What is FRDI Bill and how will it affect your bank deposits?
The Financial Resolution and Deposit Insurance (FRDI) Bill, 2017 introduced in the Lok Sabha on August 10, 2017, is presently under the consideration of the Joint Committee of the Parliament. In this article, you will understand what is FRDI Bill and how will it affect your bank deposits.
What is Financial Resolution and Deposit Insurance (FRDI) Bill, 2017?
FRDI Bill provides a framework to deal with Insolvency and Bankruptcy situation in financial sector entities such as; Banks, insurance companies and other financial intermediaries.
FRDI Bill envisages setting up a ‘Resolution Corporation’ which will have the rights regarding the transfer of assets, merger or integration of properties and tackle bankruptcy of financial institutions at the early stage.
Why government is setting up Resolution Corporation (RC)?
FRDRI bill aims to set up a RC so that the sick condition of financial firms can be caught early rather than allowing it to get sicker and then suddenly bankrupt. RC will categorise sick financial firms as per their risk profile and prevent them from being bankrupt by appropriate measures.
The RC will classify financial firms into five categories based on their risk of failure:
5. Critical risk to viability.
The financial risk will be evaluated on the basis of;
1. Capital adequacy
2. Assets and liability
3. Asset quality
4. Capability of management
5. Earnings sufficiency
6. Leverage ratio
7. Liquidity of the firm and so on
Now let us understand the impacts of FRDI bill on your bank deposits?
1. As per the present rule (The Deposit Insurance and Credit Guarantee Corporation Act, 1961); customers can withdraw their bank money as per his/her requirements but FRDI bill will snatch away this right.

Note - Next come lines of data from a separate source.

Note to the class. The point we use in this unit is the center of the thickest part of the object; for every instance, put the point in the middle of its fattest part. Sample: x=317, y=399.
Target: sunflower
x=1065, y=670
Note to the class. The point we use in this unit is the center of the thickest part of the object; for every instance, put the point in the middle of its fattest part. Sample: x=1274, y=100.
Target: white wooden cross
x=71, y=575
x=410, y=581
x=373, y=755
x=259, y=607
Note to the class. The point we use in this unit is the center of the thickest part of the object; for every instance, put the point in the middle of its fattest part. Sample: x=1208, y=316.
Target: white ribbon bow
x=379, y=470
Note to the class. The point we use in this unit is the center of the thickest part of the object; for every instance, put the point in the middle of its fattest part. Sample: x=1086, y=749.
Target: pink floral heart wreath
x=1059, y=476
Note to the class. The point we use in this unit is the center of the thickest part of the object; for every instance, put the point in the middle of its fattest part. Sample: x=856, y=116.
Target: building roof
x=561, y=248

Most surprising; you won’t even be able to challenge it in court.
2. Banks can also convert your account balance to a fixed deposit; repayable after five years.

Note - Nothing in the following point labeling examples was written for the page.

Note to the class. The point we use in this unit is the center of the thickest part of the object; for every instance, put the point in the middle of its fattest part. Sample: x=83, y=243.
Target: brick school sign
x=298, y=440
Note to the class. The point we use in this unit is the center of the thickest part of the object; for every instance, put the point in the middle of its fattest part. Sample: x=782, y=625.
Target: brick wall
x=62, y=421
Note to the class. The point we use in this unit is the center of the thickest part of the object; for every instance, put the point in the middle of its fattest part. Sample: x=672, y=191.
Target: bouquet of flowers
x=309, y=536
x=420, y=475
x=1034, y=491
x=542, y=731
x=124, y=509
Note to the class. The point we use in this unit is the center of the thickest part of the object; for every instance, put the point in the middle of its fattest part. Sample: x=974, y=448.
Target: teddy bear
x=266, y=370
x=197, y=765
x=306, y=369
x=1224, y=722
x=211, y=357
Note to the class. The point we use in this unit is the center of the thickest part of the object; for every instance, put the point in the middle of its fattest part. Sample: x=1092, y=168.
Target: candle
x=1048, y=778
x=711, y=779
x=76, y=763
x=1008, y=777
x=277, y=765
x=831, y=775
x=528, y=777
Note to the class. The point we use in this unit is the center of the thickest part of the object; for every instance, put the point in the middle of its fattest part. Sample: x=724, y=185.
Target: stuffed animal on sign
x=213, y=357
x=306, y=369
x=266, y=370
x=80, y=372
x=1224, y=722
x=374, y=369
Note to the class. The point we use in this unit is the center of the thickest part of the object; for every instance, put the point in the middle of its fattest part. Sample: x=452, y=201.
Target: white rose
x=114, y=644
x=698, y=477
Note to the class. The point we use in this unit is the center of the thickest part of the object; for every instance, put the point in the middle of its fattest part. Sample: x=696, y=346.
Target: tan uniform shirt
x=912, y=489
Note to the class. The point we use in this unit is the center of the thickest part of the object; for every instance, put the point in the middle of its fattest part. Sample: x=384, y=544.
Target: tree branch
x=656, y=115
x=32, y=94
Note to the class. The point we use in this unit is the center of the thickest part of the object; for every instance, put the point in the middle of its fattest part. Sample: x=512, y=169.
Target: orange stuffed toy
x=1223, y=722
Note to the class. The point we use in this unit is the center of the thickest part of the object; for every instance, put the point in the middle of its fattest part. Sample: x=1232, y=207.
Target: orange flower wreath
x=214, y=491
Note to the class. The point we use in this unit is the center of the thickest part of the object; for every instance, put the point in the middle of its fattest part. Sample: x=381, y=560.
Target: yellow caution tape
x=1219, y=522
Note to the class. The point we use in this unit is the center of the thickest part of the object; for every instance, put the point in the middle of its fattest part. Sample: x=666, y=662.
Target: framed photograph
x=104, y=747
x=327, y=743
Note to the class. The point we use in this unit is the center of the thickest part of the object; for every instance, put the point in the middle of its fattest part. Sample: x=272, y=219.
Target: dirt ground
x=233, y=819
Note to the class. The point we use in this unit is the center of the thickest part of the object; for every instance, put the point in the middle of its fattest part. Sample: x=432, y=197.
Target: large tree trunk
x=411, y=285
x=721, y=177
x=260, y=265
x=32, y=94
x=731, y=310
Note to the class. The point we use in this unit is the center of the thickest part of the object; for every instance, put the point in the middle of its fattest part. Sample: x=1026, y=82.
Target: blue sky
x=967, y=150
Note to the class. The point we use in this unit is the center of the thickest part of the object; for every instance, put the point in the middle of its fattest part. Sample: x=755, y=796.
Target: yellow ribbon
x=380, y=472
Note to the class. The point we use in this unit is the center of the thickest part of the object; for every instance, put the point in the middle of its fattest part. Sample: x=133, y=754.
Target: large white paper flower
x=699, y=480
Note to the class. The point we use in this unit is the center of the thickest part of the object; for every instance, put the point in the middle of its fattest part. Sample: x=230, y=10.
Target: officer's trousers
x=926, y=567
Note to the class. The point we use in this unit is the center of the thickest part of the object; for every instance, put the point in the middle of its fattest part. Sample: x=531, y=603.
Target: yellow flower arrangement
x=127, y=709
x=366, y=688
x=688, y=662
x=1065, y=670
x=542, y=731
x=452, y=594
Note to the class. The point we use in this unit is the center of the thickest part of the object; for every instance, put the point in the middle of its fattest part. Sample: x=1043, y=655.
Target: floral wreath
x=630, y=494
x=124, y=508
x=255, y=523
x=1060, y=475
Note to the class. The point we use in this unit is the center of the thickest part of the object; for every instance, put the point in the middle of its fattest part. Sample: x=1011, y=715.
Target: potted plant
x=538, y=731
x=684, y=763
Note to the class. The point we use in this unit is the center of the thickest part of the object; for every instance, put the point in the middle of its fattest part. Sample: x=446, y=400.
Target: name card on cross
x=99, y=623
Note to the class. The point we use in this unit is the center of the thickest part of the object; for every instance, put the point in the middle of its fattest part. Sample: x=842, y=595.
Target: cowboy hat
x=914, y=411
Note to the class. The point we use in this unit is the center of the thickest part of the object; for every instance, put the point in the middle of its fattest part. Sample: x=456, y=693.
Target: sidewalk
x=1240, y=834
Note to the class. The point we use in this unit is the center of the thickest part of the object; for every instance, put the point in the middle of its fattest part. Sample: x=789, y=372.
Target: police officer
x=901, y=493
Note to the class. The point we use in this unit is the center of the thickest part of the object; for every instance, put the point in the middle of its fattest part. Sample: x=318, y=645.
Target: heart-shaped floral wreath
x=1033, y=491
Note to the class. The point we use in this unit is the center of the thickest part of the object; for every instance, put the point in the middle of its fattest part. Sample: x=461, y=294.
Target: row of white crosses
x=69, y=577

3. 'Bail-in' provisions under the FRDI bill means that; if you have Rs. 10 lakhs in your account and if the bank has trouble, it can reduce your Rs. 10 lakhs to Rs. 1 lakh.
4. During the financial crisis; banks will decide that; how much (50% or 100%), in which form (cash or share) and when your money will be returned?
5. If the banks give its shares to customers in lieu of his/her deposited money. The value of the bank shares will be subject to market risk while the deposited money was not subject to market risk.
6. According to the current rule, the bank gives ‘uniform insurance cover’ to all account holders on the deposit of more than one lakh rupees.
But after the introduction of new bill this insurance cover will be different for each account holder. For rich account holders, the amount of insurance can be higher and for poor account holders’ insurance cover will be lesser.
In such conditions it is expected that people would hesitate in depositing money in the banks which would adversely affect the development of the banking industry and overall growth of the country.
In the concluding remark; it can be said the FRDI Bill will strengthen the system by adding a comprehensive resolution regime that will ensure that, in the rare event of failure of a financial service provider, there is a system of quick, orderly and efficient resolution in favour of depositors.